Commenting following the Council Election, DUP Leader Arlene Foster said,

“I would like to thank all those who voted for their local DUP Council candidates. Across the Fermanagh and Omagh area I was delighted that the DUP vote increased by 17 per cent overall, and within the Constituency of Fermanagh and South Tyrone we have strengthened our position as the largest Unionist Party. However, it is with regret that some of our candidates marginally missed out on being elected, which has proven even more the power and importance of each individual vote.

“As we enter into a new Local Government term, the DUP team can assure the public that we will work to deliver more and better services at the lowest possible rates. The DUP are the only party who take their seats in each level of Government, and together we will work to ensure true and proper delivery for all.”

Two of the youngest Councillors elected were in the Erne West DEA.

23-year-old Chris McCaffery (SF) and 24-year-old Adam Gannon (SDLP) were the final two elected in the District.

Mr. Gannon had to rely on transfers throughout the counts to get past the post ahead of Fionnuala Leonard of Sinn Féin.

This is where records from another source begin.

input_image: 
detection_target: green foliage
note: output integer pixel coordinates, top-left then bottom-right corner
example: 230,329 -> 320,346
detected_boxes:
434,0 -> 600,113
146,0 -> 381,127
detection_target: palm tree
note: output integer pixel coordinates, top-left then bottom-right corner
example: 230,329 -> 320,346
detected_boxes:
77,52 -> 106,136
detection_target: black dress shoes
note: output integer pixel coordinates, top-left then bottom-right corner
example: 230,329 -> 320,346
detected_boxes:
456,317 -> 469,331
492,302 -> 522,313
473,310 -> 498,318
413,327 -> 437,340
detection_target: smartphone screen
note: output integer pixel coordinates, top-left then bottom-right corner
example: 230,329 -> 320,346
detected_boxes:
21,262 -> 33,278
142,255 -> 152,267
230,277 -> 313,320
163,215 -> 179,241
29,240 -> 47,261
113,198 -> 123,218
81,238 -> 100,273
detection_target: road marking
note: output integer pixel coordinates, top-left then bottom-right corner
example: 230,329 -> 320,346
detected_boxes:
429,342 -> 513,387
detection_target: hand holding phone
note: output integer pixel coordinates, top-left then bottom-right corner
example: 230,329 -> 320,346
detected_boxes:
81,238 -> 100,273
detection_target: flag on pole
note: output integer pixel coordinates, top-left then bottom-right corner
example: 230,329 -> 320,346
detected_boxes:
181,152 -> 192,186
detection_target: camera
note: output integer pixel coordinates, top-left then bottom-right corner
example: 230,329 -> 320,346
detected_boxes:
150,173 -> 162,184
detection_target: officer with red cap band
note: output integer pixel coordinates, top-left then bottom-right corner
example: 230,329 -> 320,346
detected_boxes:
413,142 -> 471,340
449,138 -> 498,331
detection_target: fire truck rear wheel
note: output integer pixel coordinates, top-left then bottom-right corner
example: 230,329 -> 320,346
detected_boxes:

He felt the wider appeal of his party, which he believes was evident in the transfers he received was the reason he managed to hold on to the SDLP seat in Erne West.

However the SDLP vote was down by 37 per cent in the ward compared to 2014.

Turnout figures across the four DEAs were up from 2014.

Enniskillen had the lowest percentage of voters at 56.04 per cent with Erne East recording the highest with a 71.62 per cent turnout. Erne West saw a turnout of 69.03 per cent and Erne North having a 63.2 per cent turnout.

With the increased number of voters there were a number of changes to the parties overall share of votes in the Fermanagh DEAs.

Overall, the DUP saw a 27 per cent increase on first preference votes from 2014. The increase in votes saw the party’s share of votes improve by three per cent this year. However the Ulster Unionists saw an almost fifteen per cent fall in first preference votes in Fermanagh, resulting in a five per cent share drop.

Sinn Féin improved their first preference votes by two per cent even though they lost two seats. Their overall share of votes for the election was down from 2014, dropping from 35 per cent to 33.34 per cent.

With the SDLP seeing their first preference votes fall by almost 10 per cent. This led to a drop in their overall share from 13 per cent to 11.1 per cent.

With voting turnout up compared to 2014, Independents doubled their share of the vote, going from five percent to 10 per cent.

This was as a result of their vote increasing from 1,508 in 2014 to 3,161 in 2019.

The Alliance was expected to poll strongly across Northern Ireland and although they only managed to secure one seat in the Council, in Omagh through Stephen Donnelly, Diane Little in Erne North and Matthew Beaumont in Enniskillen managed to bring in four times as many first preference votes for the party in Fermanagh in their first election campaign.